Working memory, the ability to hold information in your mind and use it to guide behavior, develops through childhood and adolescence and is key for successful performance at school and work. Previous research with young children has documented socioeconomic disparities in performance on tasks of working memory.
Now, a new longitudinal study conducted by researchers from the University of Pennsylvania, the Children’s Hospital of Philadelphia and West Chester University has found that differences in working memory that exist at age 10 persist through adolescence. The study also found that parents’ education, a common measure of socioeconomic status, is related to children’s performance on tasks of working memory while neighborhood characteristics, another common measure of socioeconomic status, are not.
The study, published in the journal Child Development, was led by then-graduate student Daniel Hackman and professor Martha Farah, both of the Department of Psychology in Penn’s School of Arts & Sciences. They collaborated with Laura Betancourt, Nancy Brodsky and Hallam Hurt of Children’s Hospital of Philadelphia, Daniel Romer of Penn’s Annenberg Public Policy Center and Robert Gallop of West Chester University.

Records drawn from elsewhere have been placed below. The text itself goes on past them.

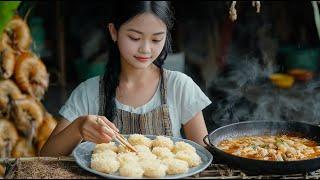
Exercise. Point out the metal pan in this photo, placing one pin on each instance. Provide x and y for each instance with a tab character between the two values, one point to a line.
252	166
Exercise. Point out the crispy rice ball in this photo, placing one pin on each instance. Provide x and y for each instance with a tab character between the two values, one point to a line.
142	148
146	155
162	152
182	146
192	158
130	169
175	166
103	146
139	139
127	158
123	149
104	163
154	168
106	152
162	141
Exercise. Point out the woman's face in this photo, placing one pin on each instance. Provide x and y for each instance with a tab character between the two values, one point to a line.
141	40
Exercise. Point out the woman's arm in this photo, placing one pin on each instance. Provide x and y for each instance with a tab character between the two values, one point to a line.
66	136
63	139
195	129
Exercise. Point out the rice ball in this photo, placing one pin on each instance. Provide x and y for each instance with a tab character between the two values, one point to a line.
103	146
176	166
131	170
106	152
162	141
192	158
123	149
162	152
139	139
146	155
182	146
154	168
105	164
142	148
127	158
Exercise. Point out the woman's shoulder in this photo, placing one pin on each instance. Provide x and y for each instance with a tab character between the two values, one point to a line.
178	77
91	82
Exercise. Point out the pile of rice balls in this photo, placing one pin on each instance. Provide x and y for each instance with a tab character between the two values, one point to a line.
154	159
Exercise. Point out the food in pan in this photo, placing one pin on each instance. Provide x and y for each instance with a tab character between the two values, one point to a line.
272	148
154	158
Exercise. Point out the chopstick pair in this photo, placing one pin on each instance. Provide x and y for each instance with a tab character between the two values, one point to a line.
118	137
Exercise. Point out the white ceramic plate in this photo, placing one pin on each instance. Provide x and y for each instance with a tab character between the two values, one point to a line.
82	154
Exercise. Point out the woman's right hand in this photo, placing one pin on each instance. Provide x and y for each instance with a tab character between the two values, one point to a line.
90	130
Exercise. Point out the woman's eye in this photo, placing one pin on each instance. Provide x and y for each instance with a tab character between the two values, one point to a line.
156	41
134	39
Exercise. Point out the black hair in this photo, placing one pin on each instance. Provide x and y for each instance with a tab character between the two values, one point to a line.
122	13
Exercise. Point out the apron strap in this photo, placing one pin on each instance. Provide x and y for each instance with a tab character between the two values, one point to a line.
163	86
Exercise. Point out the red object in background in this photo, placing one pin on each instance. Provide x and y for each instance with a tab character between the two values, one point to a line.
225	41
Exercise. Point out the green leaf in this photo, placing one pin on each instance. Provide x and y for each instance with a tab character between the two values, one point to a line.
7	11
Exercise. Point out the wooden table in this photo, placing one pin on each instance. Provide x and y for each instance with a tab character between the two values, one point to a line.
67	168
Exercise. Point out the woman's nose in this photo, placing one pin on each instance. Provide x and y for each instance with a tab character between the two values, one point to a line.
145	48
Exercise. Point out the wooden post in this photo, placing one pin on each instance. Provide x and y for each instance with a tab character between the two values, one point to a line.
61	48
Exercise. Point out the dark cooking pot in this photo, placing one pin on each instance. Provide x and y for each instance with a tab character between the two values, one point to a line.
252	166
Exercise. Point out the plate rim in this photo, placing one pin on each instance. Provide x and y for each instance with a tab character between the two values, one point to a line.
183	175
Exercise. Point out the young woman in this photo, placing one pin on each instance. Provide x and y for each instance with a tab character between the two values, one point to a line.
136	94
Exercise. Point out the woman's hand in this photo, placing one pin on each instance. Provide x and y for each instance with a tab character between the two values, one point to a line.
90	130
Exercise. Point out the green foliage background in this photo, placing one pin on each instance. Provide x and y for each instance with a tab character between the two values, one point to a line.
7	11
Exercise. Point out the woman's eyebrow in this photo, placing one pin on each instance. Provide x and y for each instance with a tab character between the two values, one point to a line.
133	30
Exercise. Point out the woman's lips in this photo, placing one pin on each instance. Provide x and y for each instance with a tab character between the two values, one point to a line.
142	59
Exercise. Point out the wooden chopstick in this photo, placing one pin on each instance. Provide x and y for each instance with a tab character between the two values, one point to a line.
118	137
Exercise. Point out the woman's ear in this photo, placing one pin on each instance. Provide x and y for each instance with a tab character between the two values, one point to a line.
112	31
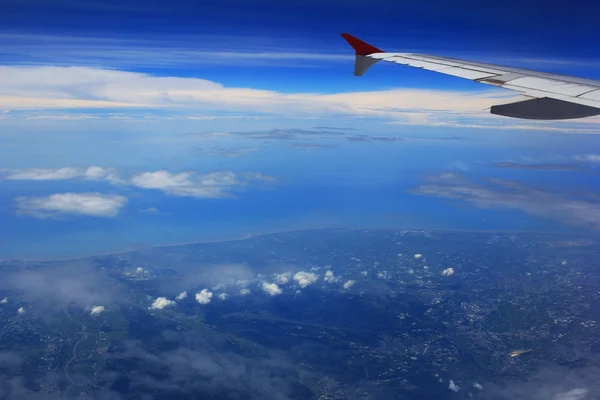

“We wondered how the socioeconomic disparities seen in younger children’s working memory would change with further development,” Farah said. “Some researchers believed that the ongoing effects of living in a more or less deprived household would widen the gap over time; others thought that the lower SES kids might eventually catch up with their more privileged counterparts. Instead, we found that the disparities hold steady. Without improved conditions or helpful interventions, the gap persists right through adolescence.”